Virginio Merola, the mayor of the Italian city, took to Twitter to announce he was collecting photos of "fake news" spaghetti bolognese from around the world, including a photo of a menu from a London restaurant as an example.
Cari cittadini sto collezionando foto di #spaghetti alla bolognese in giro per il #mondo, a proposito di fake news. Questa arriva da #Londra. Se potete inviatemi le vostre :wink: Grazie! pic.twitter.com/3NnDfTQl0V
- Virginio Merola (@virginiomerola) February 25, 2019
Merola wrote: "Dear citizens, I am collecting photos of spaghetti bolognese from around the world, in relation to fake news. This one is from London, send me yours. Thank you!"

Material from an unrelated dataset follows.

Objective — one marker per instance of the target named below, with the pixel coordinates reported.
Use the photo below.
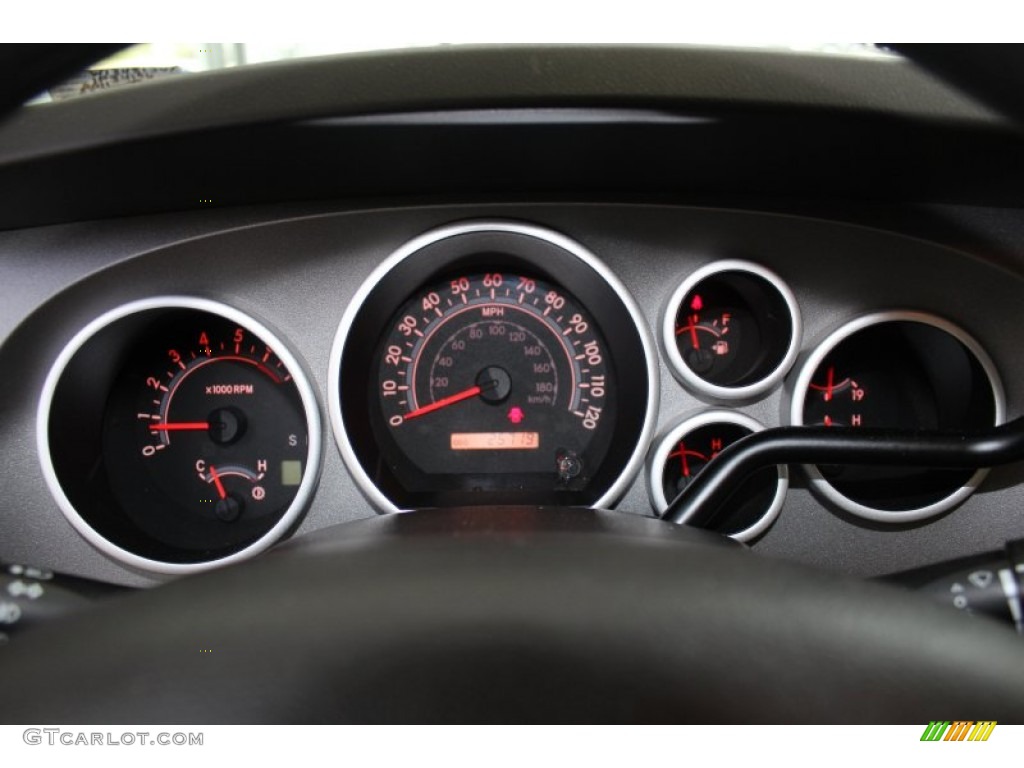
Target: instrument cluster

He elaborated for Italian broadcaster RAI, explaining: "Spaghetti bolognese doesn't actually exist, yet it's famous the world over.
"What we'd prefer the world to know is that Bologna invented tagliatelle, tortellini and lasagne."
According to the Telegraph, Merola is keen to raise awareness of the fact that the tasty dish has no links with his city of Bologna.
He told the newspaper: "It is strange to be famous all over the world for a dish that isn't ours.
"Of course we are happy that it draws attention to our city, but we would prefer to be known for the quality food that is part of our culinary tradition."
With the photos that other Twitter users send to him, Merola plans to create an exhibit for FICO Eataly World.
Based in Bologna, the 100,000 square metre food park is the largest in the world.
So far, the mayor has quite an eclectic selection of pictures to add to his collection, including a spaghetti bolognese ready meal from Chile, a jar of Heinz sauce from Ocado in the UK and a Knorr spaghetti bolognese mix from Austria.
If you're visiting Bologna and want to avoid a foodie faux pas, make sure not to ask for spaghetti bolognese in any restaurants.
Instead, ask for tagliatelle al ragu, which is similar to spaghetti bolognese, although the pasta is flatter and wider, and is covered in a slow-cooked, chunky meat sauce of which tomatoes, red wine and onions are important ingredients.